Damn, I wish I had thought to take pictures. All gone now, replaced by offices. I did my assembly language programming course on the CYBER. COMPASS assembler, but I only submitted one deck of cards, the remainder of the programs I did from my dorm room on my personal KSR-33. 60 bit word, and the course was taught by a CDC apps engineer, whose services came free for a year with the lease of the computer, so they put him to work teaching undergrads how to program it. I thought this was far more interesting than fighting the CompSci kids for PDP-11 time.
All computer should have consoles where the contents of the CPU registers are shown in binary.
The CDC 3600 and 3800 had a glorious combined console. This is the only pic I could find. https://airandspace.si.edu/collection-objects/computer-console-cdc-3800-right-side/nasm_A19930081000 Those raised bars were the displays, each bit was backlit with an incandescent bulb.
On the right hand side, there’s a space with a black cord.

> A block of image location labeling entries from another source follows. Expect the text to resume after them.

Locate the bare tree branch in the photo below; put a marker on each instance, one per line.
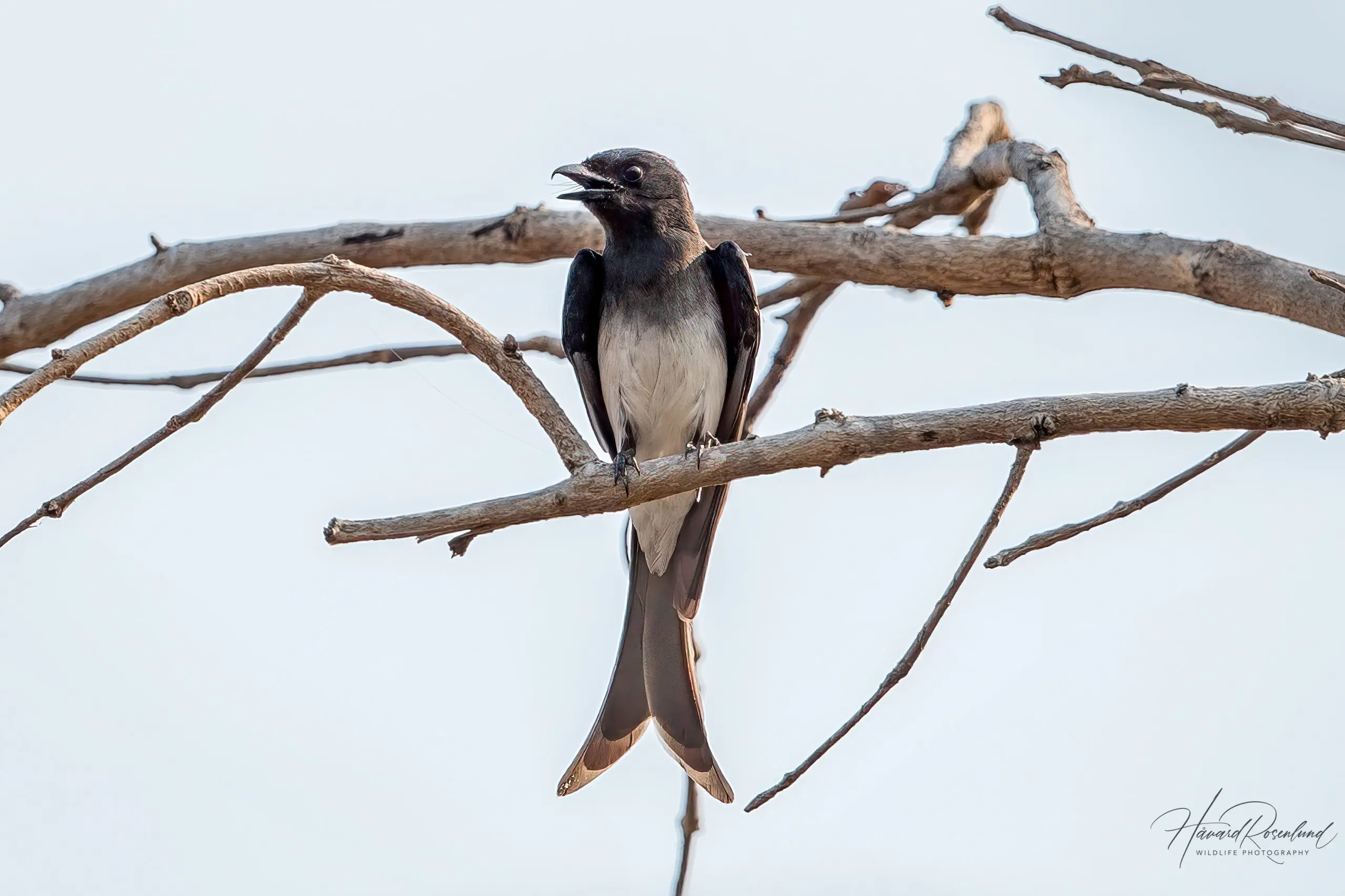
(690, 824)
(1060, 262)
(385, 356)
(330, 275)
(1123, 507)
(690, 821)
(796, 324)
(1325, 279)
(194, 413)
(1281, 120)
(918, 646)
(836, 439)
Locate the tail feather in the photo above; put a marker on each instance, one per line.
(626, 711)
(670, 684)
(656, 669)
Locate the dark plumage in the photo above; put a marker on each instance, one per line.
(662, 332)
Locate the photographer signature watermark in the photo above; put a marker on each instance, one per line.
(1250, 829)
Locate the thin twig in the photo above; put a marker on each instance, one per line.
(387, 356)
(690, 821)
(796, 324)
(1123, 507)
(690, 824)
(1327, 280)
(918, 646)
(1281, 120)
(332, 274)
(195, 412)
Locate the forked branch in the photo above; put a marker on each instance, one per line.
(1123, 507)
(836, 439)
(1156, 80)
(194, 413)
(923, 637)
(330, 275)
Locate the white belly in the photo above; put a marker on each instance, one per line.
(666, 387)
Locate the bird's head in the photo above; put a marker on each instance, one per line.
(633, 190)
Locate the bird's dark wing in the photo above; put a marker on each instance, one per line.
(741, 331)
(741, 337)
(579, 337)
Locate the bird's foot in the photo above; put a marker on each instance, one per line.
(707, 440)
(622, 466)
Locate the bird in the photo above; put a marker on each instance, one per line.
(662, 332)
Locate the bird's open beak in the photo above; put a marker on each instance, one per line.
(595, 185)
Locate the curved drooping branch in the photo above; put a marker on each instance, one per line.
(1123, 509)
(330, 275)
(1279, 121)
(385, 356)
(836, 439)
(1065, 259)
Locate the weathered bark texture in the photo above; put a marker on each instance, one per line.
(836, 439)
(330, 275)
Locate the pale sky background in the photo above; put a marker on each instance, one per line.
(200, 696)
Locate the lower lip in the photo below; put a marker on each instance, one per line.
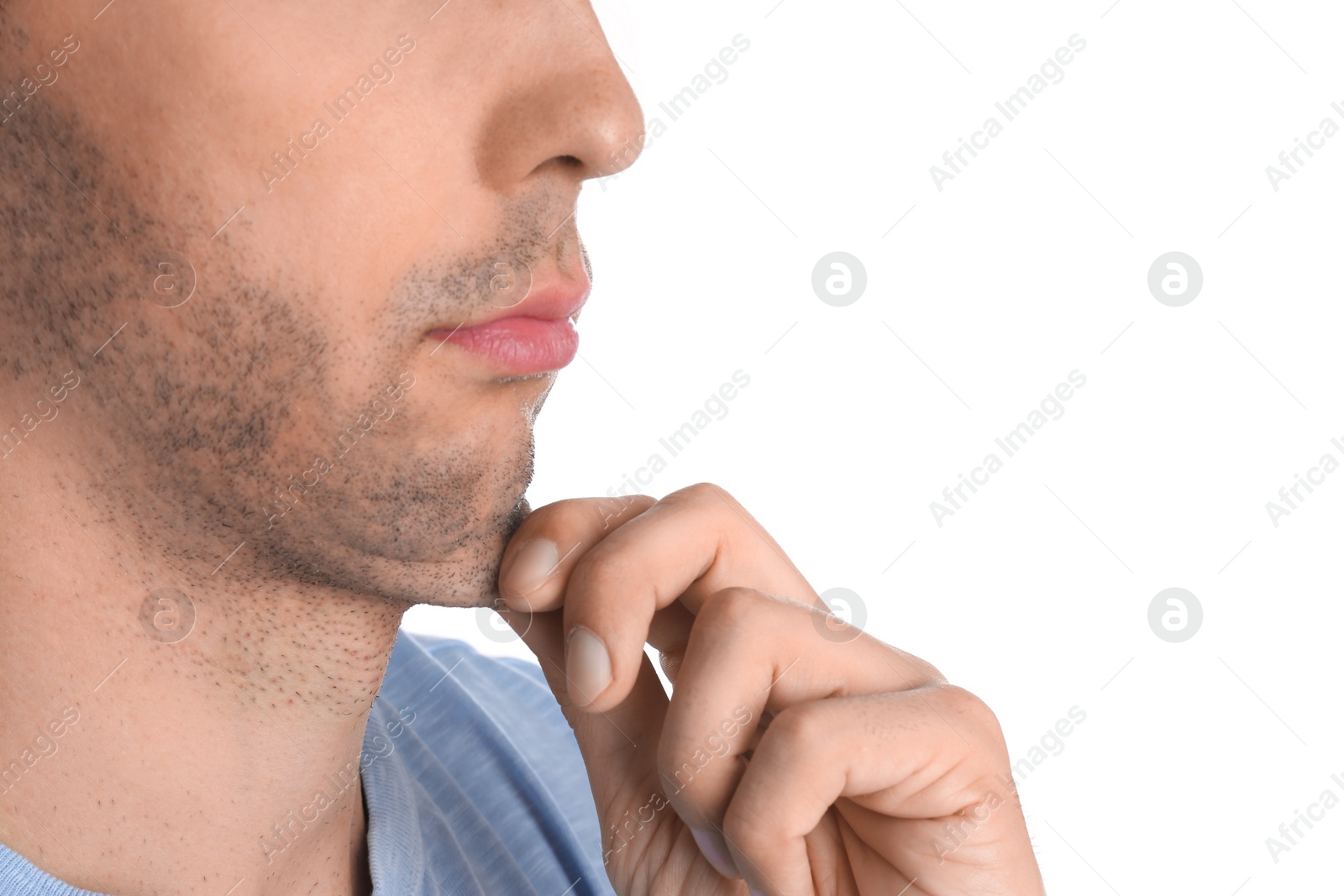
(519, 345)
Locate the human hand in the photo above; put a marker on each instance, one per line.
(796, 752)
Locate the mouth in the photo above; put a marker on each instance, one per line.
(535, 336)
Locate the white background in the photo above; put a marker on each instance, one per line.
(1028, 265)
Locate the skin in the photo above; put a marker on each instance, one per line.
(158, 469)
(857, 770)
(213, 327)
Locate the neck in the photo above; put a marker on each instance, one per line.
(172, 731)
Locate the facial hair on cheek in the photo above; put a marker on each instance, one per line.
(197, 405)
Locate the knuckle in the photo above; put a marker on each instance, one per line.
(750, 831)
(736, 607)
(971, 711)
(799, 731)
(611, 512)
(598, 571)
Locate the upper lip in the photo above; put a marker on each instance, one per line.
(551, 300)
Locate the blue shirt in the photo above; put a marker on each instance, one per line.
(474, 781)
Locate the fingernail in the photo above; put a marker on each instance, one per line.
(533, 564)
(589, 667)
(716, 851)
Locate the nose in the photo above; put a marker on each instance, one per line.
(568, 107)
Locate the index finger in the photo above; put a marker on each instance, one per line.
(689, 546)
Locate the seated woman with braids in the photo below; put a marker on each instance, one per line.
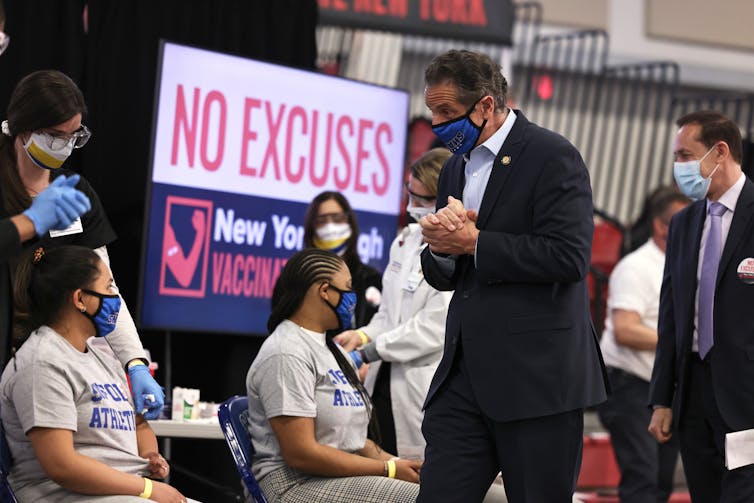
(308, 411)
(65, 405)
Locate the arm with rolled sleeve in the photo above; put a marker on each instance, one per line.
(124, 339)
(420, 335)
(149, 396)
(558, 248)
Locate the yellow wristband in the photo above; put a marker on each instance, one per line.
(147, 493)
(391, 469)
(364, 338)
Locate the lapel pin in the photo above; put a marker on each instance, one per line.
(745, 271)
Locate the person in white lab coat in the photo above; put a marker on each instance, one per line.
(404, 340)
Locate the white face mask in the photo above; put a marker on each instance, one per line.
(42, 155)
(332, 237)
(417, 212)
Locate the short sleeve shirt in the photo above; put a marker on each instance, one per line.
(295, 374)
(634, 286)
(50, 384)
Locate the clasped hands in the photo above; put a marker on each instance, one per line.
(452, 230)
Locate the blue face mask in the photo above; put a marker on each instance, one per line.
(106, 316)
(345, 308)
(461, 134)
(688, 176)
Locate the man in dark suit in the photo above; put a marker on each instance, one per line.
(512, 236)
(703, 378)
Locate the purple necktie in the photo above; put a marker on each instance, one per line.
(709, 277)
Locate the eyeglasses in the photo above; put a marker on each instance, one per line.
(419, 198)
(337, 218)
(57, 141)
(4, 42)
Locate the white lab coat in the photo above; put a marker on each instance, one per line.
(409, 332)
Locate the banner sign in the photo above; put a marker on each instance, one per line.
(240, 149)
(478, 20)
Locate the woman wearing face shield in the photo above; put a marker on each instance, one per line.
(308, 411)
(42, 128)
(404, 340)
(65, 405)
(330, 224)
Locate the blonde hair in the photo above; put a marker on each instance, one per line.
(427, 167)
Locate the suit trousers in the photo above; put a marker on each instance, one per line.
(539, 457)
(646, 466)
(701, 431)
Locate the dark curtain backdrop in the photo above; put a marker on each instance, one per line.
(114, 63)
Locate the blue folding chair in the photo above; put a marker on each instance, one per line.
(234, 416)
(6, 492)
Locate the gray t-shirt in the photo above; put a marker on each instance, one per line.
(51, 384)
(295, 374)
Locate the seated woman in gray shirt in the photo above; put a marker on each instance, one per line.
(65, 405)
(308, 411)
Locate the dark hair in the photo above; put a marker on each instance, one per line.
(44, 280)
(304, 269)
(40, 100)
(351, 255)
(662, 199)
(474, 74)
(716, 127)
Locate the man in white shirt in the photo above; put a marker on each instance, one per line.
(628, 347)
(703, 377)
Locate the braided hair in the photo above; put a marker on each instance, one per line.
(304, 269)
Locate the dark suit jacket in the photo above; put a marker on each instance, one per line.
(732, 357)
(522, 313)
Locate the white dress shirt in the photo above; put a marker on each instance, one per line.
(729, 200)
(477, 172)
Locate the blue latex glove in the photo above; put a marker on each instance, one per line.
(356, 357)
(58, 205)
(148, 395)
(72, 203)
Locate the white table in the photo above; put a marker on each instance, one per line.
(187, 429)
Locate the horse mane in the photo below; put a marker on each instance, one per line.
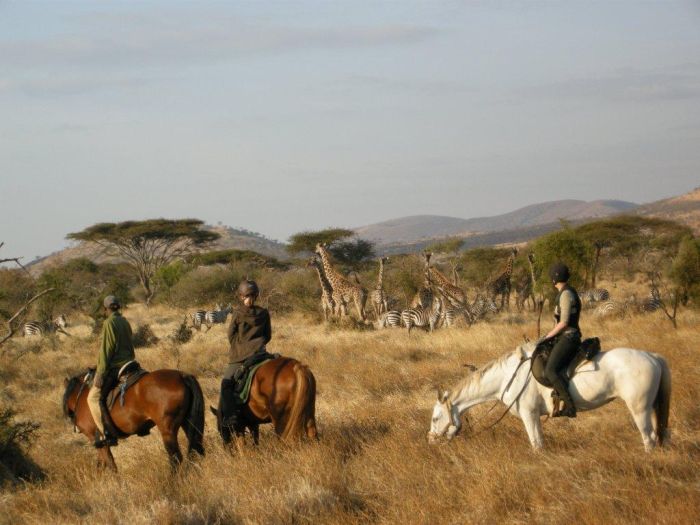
(70, 386)
(478, 374)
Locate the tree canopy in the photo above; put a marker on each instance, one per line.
(148, 245)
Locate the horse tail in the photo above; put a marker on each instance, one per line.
(194, 419)
(303, 402)
(662, 403)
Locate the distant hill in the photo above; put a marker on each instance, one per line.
(422, 228)
(684, 209)
(231, 238)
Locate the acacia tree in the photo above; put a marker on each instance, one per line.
(148, 245)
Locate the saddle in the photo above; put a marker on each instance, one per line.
(115, 387)
(244, 376)
(588, 349)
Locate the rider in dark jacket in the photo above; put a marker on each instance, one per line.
(250, 330)
(566, 335)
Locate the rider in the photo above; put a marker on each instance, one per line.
(566, 336)
(117, 350)
(250, 330)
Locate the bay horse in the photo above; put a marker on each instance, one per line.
(167, 399)
(283, 392)
(641, 379)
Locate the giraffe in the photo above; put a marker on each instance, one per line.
(343, 290)
(454, 294)
(327, 302)
(500, 285)
(378, 296)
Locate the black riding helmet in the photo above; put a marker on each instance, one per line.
(247, 288)
(559, 272)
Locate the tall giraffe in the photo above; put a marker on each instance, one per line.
(500, 285)
(327, 302)
(343, 290)
(454, 294)
(378, 295)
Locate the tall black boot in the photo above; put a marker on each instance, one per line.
(561, 386)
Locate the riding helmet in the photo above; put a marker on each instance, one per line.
(111, 301)
(559, 272)
(247, 288)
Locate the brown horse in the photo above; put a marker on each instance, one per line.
(167, 399)
(283, 392)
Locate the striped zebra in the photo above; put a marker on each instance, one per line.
(594, 295)
(197, 318)
(481, 307)
(217, 316)
(38, 328)
(422, 317)
(452, 314)
(390, 319)
(610, 309)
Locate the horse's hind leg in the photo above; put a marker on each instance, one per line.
(169, 434)
(643, 420)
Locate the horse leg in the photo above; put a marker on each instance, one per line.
(533, 427)
(643, 420)
(168, 432)
(105, 459)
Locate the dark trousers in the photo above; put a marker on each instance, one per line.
(565, 347)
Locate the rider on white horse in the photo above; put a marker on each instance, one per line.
(566, 336)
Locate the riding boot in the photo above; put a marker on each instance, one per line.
(228, 405)
(561, 387)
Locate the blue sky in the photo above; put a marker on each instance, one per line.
(282, 116)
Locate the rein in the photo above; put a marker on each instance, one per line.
(510, 383)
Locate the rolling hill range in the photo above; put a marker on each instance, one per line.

That’s where the IBM console typewriter went. Right above that, on the raides display, there’s a 6×6 square. When the computer was waiting for the operator to do something, that 6×6 display showed (one letter at a time, starting small and zooming bigger) P-A-U-S-E. I always though that was the coolest feature of that machine.
Funny how these videos leave out the fact that you had punch up about 20 cards worth of JCL code to compile and run anything on these IBM mainframes. :(
At uni we had an IBM/360 for the general use of students (i.e. not computing students unless you had to do COBOL or FORTRAN or 360 Assembler!)
There was one geography student who would submit his card deck, and if it didn’t compile, shuffle it, and resubmit!
Another time, after they said you couldn’t halt the 360, some guy wrote a program to do just that. The IBM engineer was called, and had to do a hardware mod, as I recall.